If they saw him, they’d drop him on the spot.
He’d jumped at a good place. They hadn’t seen him immediately: The grounds were covered in bushes and cluttered with brick buildings and junk; there was even an excavator curled up in the corner, sleeping—probably the one they’d used to make the dugout for the builders.
A surprised Alsatian started barking and dashed out at Artyom from behind a corner, but Artyom put a quiet bullet into its face. The dog gurgled and tumbled head over heels.
He crept along a building—the guardhouse at the gates. He glanced in through the window at the back. Men. Dressed in rubber. Under the suits he couldn’t tell if they were Reds or some other color.
He walked round and knocked at the door. They opened it, and he gave them a dose of lead. As you do unto us, so we do unto you. We can figure out later if I should have done that or not; we’ll work that out in three weeks’ time.
There was a little television on a desk, showing the gates and the wall. Winding the image back: They’d missed his jump, turned their backs, decided to rew
ind or just been too slow … So God had protected him, then … The one who was the Father. He appreciated this kind of thing … The entire Old Testament was nothing but wars and covert operations.
He found the button marked GATES. Then hit it and went outside.
And that was when he got the bullet he’d been asking for from the very beginning. In the shoulder. He managed to run to a wall—at least it was the right wall, facing away from the shooter—and pressed up against it. He lifted the heavy automatic with his good arm and fired at random. The wrong wall, the wrong one! Another bullet zipped off it right beside his head, and a chip of brick flew into one of his glass lenses and the glass cracked. He ran towards the opposite wall—the shooting pain from his knee cut him down and he fell. A burst of fire started moving over the ground towards him in little fountains of dust; it had just crept up to his belly when someone started shooting from the gates. He looked with one eye: Lyokha! You’ve drawn their fire. Thanks.

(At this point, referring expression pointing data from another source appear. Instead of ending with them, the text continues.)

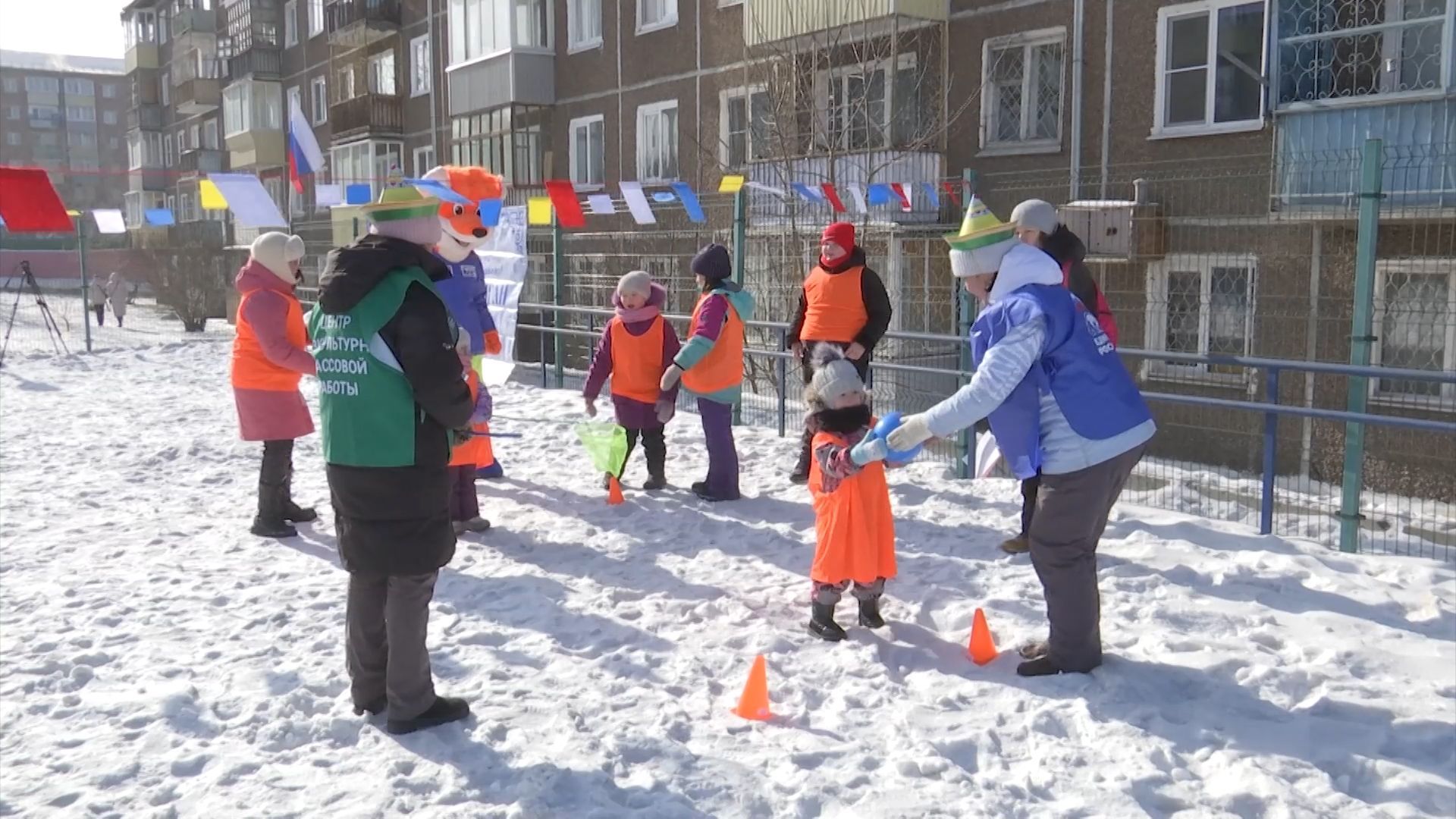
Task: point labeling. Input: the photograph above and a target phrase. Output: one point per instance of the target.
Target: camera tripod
(52, 328)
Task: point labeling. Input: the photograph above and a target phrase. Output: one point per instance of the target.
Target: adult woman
(1060, 401)
(270, 357)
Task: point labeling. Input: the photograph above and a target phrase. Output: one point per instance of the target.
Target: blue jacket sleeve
(1005, 365)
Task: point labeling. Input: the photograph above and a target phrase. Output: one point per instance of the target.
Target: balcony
(889, 165)
(356, 24)
(200, 161)
(375, 114)
(256, 63)
(772, 20)
(146, 117)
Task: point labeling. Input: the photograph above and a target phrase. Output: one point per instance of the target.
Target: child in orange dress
(852, 519)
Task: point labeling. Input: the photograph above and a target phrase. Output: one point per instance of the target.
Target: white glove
(910, 433)
(868, 450)
(670, 378)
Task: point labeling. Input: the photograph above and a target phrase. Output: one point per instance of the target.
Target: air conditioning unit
(1119, 228)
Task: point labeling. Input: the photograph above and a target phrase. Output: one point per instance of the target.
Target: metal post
(1270, 449)
(558, 253)
(80, 245)
(1360, 340)
(965, 318)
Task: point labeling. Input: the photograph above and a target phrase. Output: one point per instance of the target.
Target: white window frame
(573, 155)
(669, 17)
(1027, 41)
(290, 24)
(1207, 9)
(319, 99)
(644, 111)
(576, 14)
(724, 98)
(1423, 265)
(1156, 314)
(421, 67)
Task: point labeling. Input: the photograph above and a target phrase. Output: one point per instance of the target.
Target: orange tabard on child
(835, 306)
(637, 362)
(723, 366)
(854, 523)
(251, 366)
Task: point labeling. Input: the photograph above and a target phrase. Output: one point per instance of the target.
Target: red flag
(833, 197)
(564, 199)
(30, 203)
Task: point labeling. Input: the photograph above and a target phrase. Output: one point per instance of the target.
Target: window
(655, 15)
(419, 67)
(381, 74)
(743, 126)
(1210, 67)
(1201, 305)
(424, 161)
(587, 150)
(319, 88)
(657, 142)
(1354, 50)
(1416, 327)
(584, 24)
(1021, 96)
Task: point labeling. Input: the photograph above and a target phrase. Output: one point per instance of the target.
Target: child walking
(852, 521)
(711, 366)
(635, 350)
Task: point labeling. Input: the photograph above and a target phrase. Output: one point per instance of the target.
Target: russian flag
(303, 148)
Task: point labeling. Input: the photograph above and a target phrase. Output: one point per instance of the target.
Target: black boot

Artyom got up, slipping in the dust—and another three of them came running out of the building, all in protective suits; they must have been delayed putting them on. Lyokha hid behind the corner. Someone was blasting entire belts of bullets at the corner from the roof, so he couldn’t come out, and those three had spotted Artyom, who was down on all fours again, who just needed two steps to get away. But he didn’t have those steps, and they would have dropped him, staining the dust red, if the Japanese car hadn’t come flying in through the gates and squealed as it swung round, straight through the dumbfounded men, hurling them across its hood. They started peppering it from the roof. Lyokha peeped out and distracted the rooftop machine gunner again. Artyom managed to get away and reach the door. SaveliI jumped out of his car and took shelter behind it. The stalker found the man on the roof in the sight of his sniper’s rifle, the silencer smacked its lips twice, and the machine gun choked. One of the men who had been knocked down got up and struck Lyokha a stupid blow on the chin with the butt of his gun. Then he started fiddling with his gun like a drunk, so he could finish the stunned broker off, but Artyom came up, shot him in the face, and rescued his rescuer. He pushed the door and started running along a corridor. Someone came at him with a pistol, and he didn’t have time to think about anything—just pulled the trigger; the man staggered back. And that was all; that was it.